The trick described on the AVS/Audyssey thread had to do with managing the HF radiation pattern from the treble ribbon since it is different from that of the more typical dome or small ribbon. I do not recall any issue with the bass but he was using much larger Maggies.

As for the MC1s, I do not know, off hand, of a solution since the mid-bass from these is greatly determined by placement and they need all the help they can get. (I have used them but quite a while ago and prior to Audyssey or similar products. http://www.stereophile.com/musicintheround/1203round/index1.html) So, while you could change the crossover to 80Hz, Audyssey would not be EQing the 80-150Hz range.

My only suggestion is to play with the positioning of the MC1s or get bigger Maggies.

Kal


----------



## Kal Rubinson (Aug 3, 2006)

Sonnie said:


> Funny thing about microphones... how do we know when they are oriented in the same way our hearing is? :scratch:


Irrelevant. They just need to measure the sound at the point where our ears are. Adding anything to mimic the ear would be counterproductive.

Kal


----------



## mdrake (Jan 31, 2008)

Thanks guys!!!!!!!!!! I can not thank you enough for all the help over the past several months! I took all the advice and kind of rolled it up into one. :bigsmile: I took a level and put it on the main seat in the laid back positron so that the seat back was not blocking the mic. I then took 4 measurements starting in the middle then moving to the right by one foot and then to the left by one foot and then back in the middle. It seemed to really help. I will fire up REW and see if it looks any better. 

I am still disappointed in Magnepan. After setting the speakers at the recommend angle of 30 degrees they are still lagging in mid bass. Their on wall speakers do not go nearly as low as they advertise. The MMG-W seems to roll off at 200hz and the MCI's seems to be around 150hz. This to me seems like false advertising. :hissyfit: I hope there MC2's will at least go down to an honest 80hz. I have a call into them and hope they can shed some light on the problem. I REALLY did not want big speakers in the middle of my HT room but I love the Maggie sound.


----------



## mdrake (Jan 31, 2008)

Talked to Magnepan and they were honest. He said that in the real world 150hz is about as low as their MC1 will go.  So, I have to either get bigger Maggies or hope the Mal-x will work up to 150hz.

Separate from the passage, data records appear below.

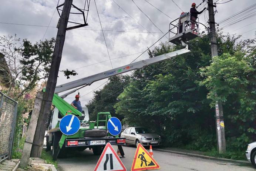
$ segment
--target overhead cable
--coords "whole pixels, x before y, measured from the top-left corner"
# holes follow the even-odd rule
[[[154,6],[153,5],[152,5],[152,4],[150,2],[148,2],[148,1],[147,1],[147,0],[144,0],[145,1],[146,1],[149,4],[150,4],[151,6],[153,6],[153,7],[154,7],[155,8],[156,8],[156,9],[157,9],[157,10],[158,10],[158,11],[160,11],[161,13],[162,13],[164,14],[165,14],[165,15],[166,15],[166,16],[168,17],[169,18],[171,18],[171,19],[172,19],[172,20],[174,20],[174,19],[172,18],[171,17],[169,16],[169,15],[167,15],[166,14],[165,14],[165,13],[164,13],[163,11],[161,11],[161,10],[160,10],[159,9],[158,9],[158,8],[156,8],[156,7],[155,7],[155,6]]]
[[[46,32],[47,32],[47,31],[48,29],[48,28],[49,28],[49,27],[50,25],[50,24],[51,24],[51,20],[53,20],[53,15],[54,15],[54,14],[55,13],[55,11],[56,11],[56,10],[57,8],[55,8],[55,10],[54,10],[54,11],[53,12],[53,15],[51,16],[51,20],[50,20],[50,22],[49,22],[49,24],[48,24],[48,26],[47,27],[47,28],[46,28],[46,31],[44,32],[44,36],[43,36],[43,38],[42,38],[42,41],[44,41],[44,36],[46,35]]]
[[[223,2],[223,3],[216,3],[216,4],[225,4],[225,3],[228,3],[228,2],[230,2],[230,1],[233,1],[233,0],[230,0],[228,1],[226,1],[226,2]]]
[[[173,3],[174,3],[175,4],[175,5],[176,5],[176,6],[177,6],[177,7],[178,7],[178,8],[179,8],[179,9],[181,10],[182,11],[184,12],[184,11],[183,11],[183,10],[182,10],[181,9],[181,8],[180,8],[179,7],[179,6],[178,6],[178,5],[177,4],[176,4],[176,3],[175,3],[175,2],[174,2],[174,1],[173,1],[173,0],[172,0],[172,1],[173,2]]]
[[[149,48],[151,48],[151,47],[152,47],[152,46],[153,46],[155,43],[157,43],[157,42],[158,42],[158,41],[159,41],[161,39],[162,39],[162,38],[163,38],[164,37],[164,36],[165,36],[165,35],[166,35],[168,33],[169,33],[169,31],[168,31],[168,32],[167,32],[167,33],[166,33],[163,36],[162,36],[161,37],[161,38],[160,38],[160,39],[159,39],[157,41],[156,41],[156,42],[155,42],[155,43],[154,43],[153,45],[151,45],[151,46],[150,46],[150,47],[149,47],[149,48],[147,48],[146,49],[144,52],[142,52],[142,53],[141,53],[141,55],[139,55],[139,56],[138,56],[138,57],[136,57],[136,58],[135,58],[135,59],[132,61],[132,62],[131,62],[131,63],[130,63],[130,64],[131,64],[131,63],[132,63],[132,62],[133,62],[135,60],[136,60],[136,59],[137,59],[140,56],[141,56],[141,55],[142,55],[143,53],[145,53],[145,52],[146,52],[147,50],[148,50],[148,49],[149,49]]]
[[[106,44],[106,47],[107,48],[107,50],[108,51],[108,57],[110,59],[110,63],[111,63],[111,66],[112,67],[112,69],[113,69],[113,65],[112,65],[112,62],[111,62],[111,59],[110,59],[110,53],[108,52],[108,46],[107,45],[107,42],[106,42],[106,39],[105,39],[105,36],[104,35],[104,32],[103,31],[103,29],[102,28],[102,25],[101,25],[101,20],[100,19],[100,15],[99,15],[99,13],[98,12],[98,9],[97,8],[97,6],[96,4],[96,1],[94,0],[94,3],[95,3],[95,6],[96,8],[96,11],[97,11],[97,14],[98,14],[98,16],[99,17],[99,20],[100,20],[100,24],[101,25],[101,30],[102,31],[102,34],[103,34],[103,37],[104,38],[104,41],[105,42],[105,44]]]
[[[132,20],[134,20],[134,21],[135,21],[136,22],[137,22],[138,24],[139,25],[140,25],[140,26],[141,26],[142,27],[143,27],[144,29],[145,29],[148,32],[149,32],[151,33],[151,32],[150,31],[148,31],[146,28],[144,26],[143,26],[143,25],[142,25],[141,24],[140,24],[139,22],[138,21],[137,21],[137,20],[135,20],[131,16],[131,15],[130,14],[129,14],[128,13],[127,13],[127,12],[126,12],[126,11],[125,10],[124,10],[121,7],[121,6],[120,6],[119,5],[118,5],[116,2],[115,2],[115,1],[114,0],[112,0],[112,1],[114,3],[115,3],[115,4],[116,4],[117,5],[117,6],[118,6],[118,7],[119,8],[121,8],[121,9],[122,9],[122,10],[125,13],[126,13],[126,14],[127,14],[128,15],[129,15]],[[155,38],[157,38],[157,39],[158,38],[156,37],[155,36],[155,35],[154,35],[154,34],[152,34],[152,33],[151,33],[151,34],[153,36],[154,36],[154,37],[155,37]]]
[[[135,3],[135,2],[134,2],[134,0],[132,0],[132,2],[134,3],[135,4],[135,5],[136,6],[136,7],[137,7],[139,9],[139,10],[140,10],[141,11],[141,12],[142,12],[142,13],[143,13],[143,14],[144,14],[144,15],[145,15],[146,16],[146,17],[147,17],[147,18],[148,18],[148,19],[149,20],[149,21],[151,21],[151,22],[152,23],[152,24],[153,24],[156,28],[157,28],[161,32],[162,32],[162,33],[163,34],[164,34],[163,32],[160,29],[160,28],[158,28],[158,27],[157,26],[156,26],[156,25],[155,24],[155,23],[154,23],[154,22],[152,21],[152,20],[151,20],[151,19],[149,18],[149,17],[148,16],[148,15],[147,15],[146,14],[145,14],[145,13],[144,13],[144,12],[143,12],[143,11],[140,8],[139,8],[139,7],[137,5],[137,4],[136,4],[136,3]],[[167,38],[167,37],[166,37],[166,38],[167,38],[167,39],[168,39],[168,38]]]

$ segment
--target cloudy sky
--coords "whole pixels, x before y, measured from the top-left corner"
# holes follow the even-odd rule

Does anyone know if a Mal-x sounds ok crossed over that high? 

Matt


----------



## Sonnie (Apr 11, 2006)

It will probably be okay if it is located front and center. Anything above 80-100Hz begins to be localized, therefore you don't want it too far away from the front speakers. This will also effect any stereo imaging in those frequencies.


----------



## salvasol (Oct 31, 2006)

I'm a little confused about measuring different spots ....

For the record my Yamaha uses YPAO (I'm not sure if Audyssey on 805 is different), but with YPAO I can measure every seat and save it in different memories; but I can't measure all seat then average the response of every seat and save it in one memory....Can you do that with the 805???

If you can, it will make sense to take different measurement and then average, but if is like in my case I don't see any benefit on taking different measurements, in that case I will concentrate just in the sweet spot :yes:


----------



## tonyvdb (Sep 5, 2007)

On the 805 Ayddessy averages all of the positions so you get the best sound for all positions. YAPO has the advantage of giving you the individual memories. If you manually over ride Auddessy you get a 9 band equalizer for each channel that you can adjust but you cant have both either its on or its in manual.


----------



## Kal Rubinson (Aug 3, 2006)

salvasol said:


> I'm a little confused about measuring different spots ....
> 
> For the record my Yamaha uses YPAO (I'm not sure if Audyssey on 805 is different), but with YPAO I can measure every seat and save it in different memories; but I can't measure all seat then average the response of every seat and save it in one memory....Can you do that with the 805???
> 
> If you can, it will make sense to take different measurement and then average, but if is like in my case I don't see any benefit on taking different measurements, in that case I will concentrate just in the sweet spot :yes:


You need several measurement positions in order to deal with only one listening position. First, you have two ears (not in the same place) and you probably do not keep your head in a vise. So, even with one listener, you should measure over a wide area. I encompass the entire couch area with my measurements.

Kal


----------



## salvasol (Oct 31, 2006)

tonyvdb said:


> On the 805 Ayddessy averages all of the positions so you get the best sound for all positions. YAPO has the advantage of giving you the individual memories. If you manually over ride Auddessy you get a 9 band equalizer for each channel that you can adjust but you cant have both either its on or its in manual.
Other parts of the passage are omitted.